Music and Your Brain

Course Leader(s)
Day of Week: Thursday
Course Length: 10 weeks
Starting: 02/29/2024
Ending: 05/09/2024
Period of Day: Period 1 Zoom
Time: 9:30 - 11:00
Course Fee: $100

Course Description:

Why do we like music so much?  Our ability to perform it or to respond to it originates in the brain, which co-ordinates hearing, motor responses, emotion, memory, and much more to produce the thrill we experience.  What is going on in there when you listen to music?  What’s going on when you produce the music yourself?

Many parts of your brain respond when you hear music.   And even more parts get involved when you actively make the music.  How does the brain tell you to dance when you hear a good beat?   Rhythm evolved from our ability to walk on two feet.  Singing evolved alongside early language.  But how do you coordinate all the little muscles to make the sound that you want?    The brain again.  Why do we like mushy love songs?  Because our brains secrete oxytocin, the bonding hormone, when we hear them.  Why is it so much fun to sing and clap along with a bunch of total strangers at a rock concert?  Because your brain likes it!

Many researchers say that MUSIC is the single most important thing that humans ever invented. You’ll find out how your brain manages it in this course.  The class will be mostly lecture and watching YouTube videos, with as much class participation as possible.  Weekly preparation should be an hour to an hour and a half of readings and YouTube videos.  You do not need a music background to take this course—everything you need will be explained.

Books and Other Resources:

Levitin Daniel. This Is Your Brain On Music, Penguin Random House, 2006 (available in paperback)

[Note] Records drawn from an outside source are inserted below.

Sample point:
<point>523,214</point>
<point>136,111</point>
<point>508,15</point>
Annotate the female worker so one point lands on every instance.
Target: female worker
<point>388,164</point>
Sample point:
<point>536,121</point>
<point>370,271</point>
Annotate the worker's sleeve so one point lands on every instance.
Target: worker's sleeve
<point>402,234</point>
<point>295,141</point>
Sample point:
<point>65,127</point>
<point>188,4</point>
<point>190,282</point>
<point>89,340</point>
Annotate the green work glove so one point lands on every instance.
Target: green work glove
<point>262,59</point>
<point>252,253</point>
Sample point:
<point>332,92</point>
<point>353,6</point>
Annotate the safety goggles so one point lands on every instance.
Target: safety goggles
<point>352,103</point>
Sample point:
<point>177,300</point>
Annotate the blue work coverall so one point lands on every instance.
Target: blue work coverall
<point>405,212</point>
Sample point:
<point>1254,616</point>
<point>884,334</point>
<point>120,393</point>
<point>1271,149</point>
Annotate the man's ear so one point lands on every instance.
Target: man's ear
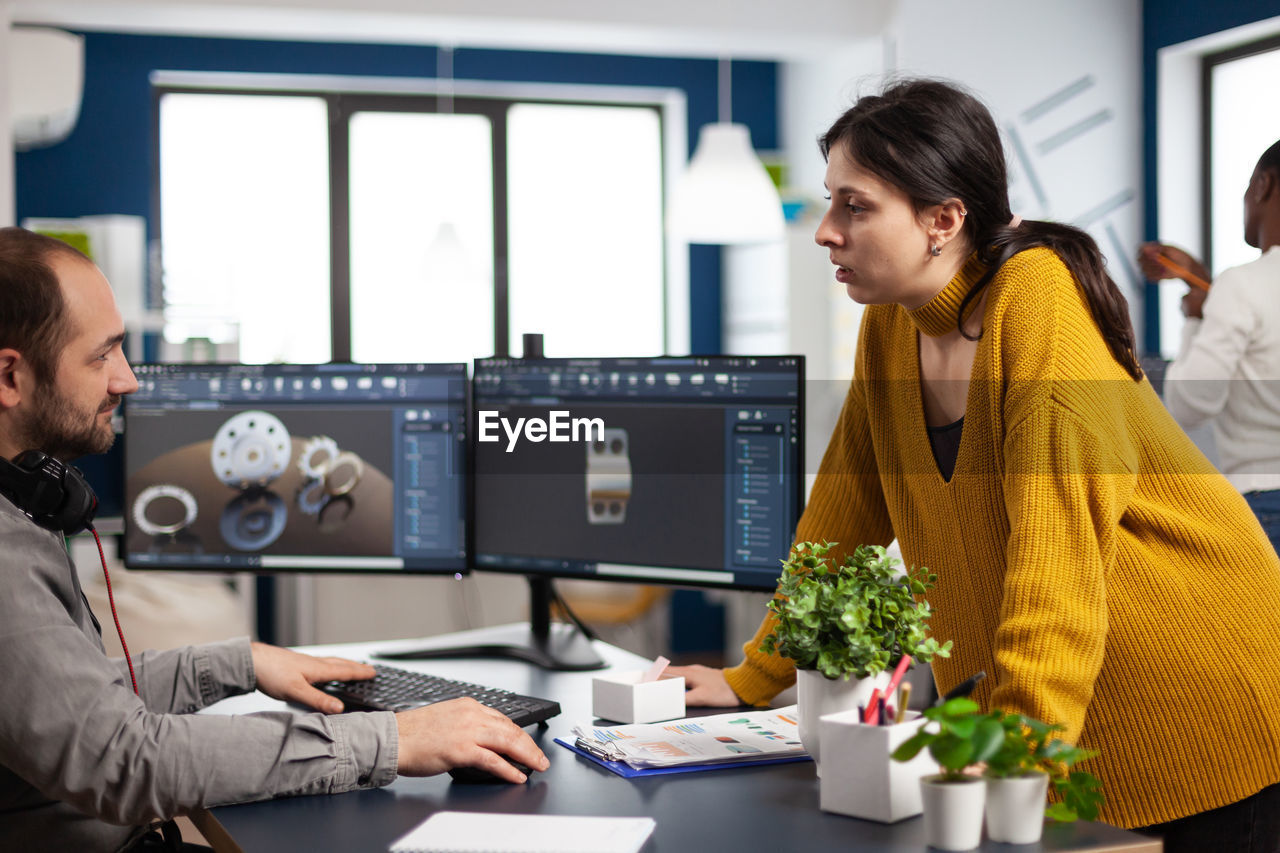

Various internet articles and many YouTube videos, provided either by email or through a possible course website.

Course Leader Bio(s)

Sandy Bornstein

I was Cantorial Soloist and Choir Director at Temple Isaiah in Lexington for 25 years.  I was also a professional soprano appearing in oratorio and recital performances throughout New England, and have taught voice for 30 years at Harvard University, the Cambridge School of Adult Education, and in my home studio.  Here at LLAIC I taught a well-received course on the history and influence of textiles.  At BOLLI I have also taught courses on the history of Jewish music, the beginning of the American Revolution, and the invention of writing and its significance in human culture.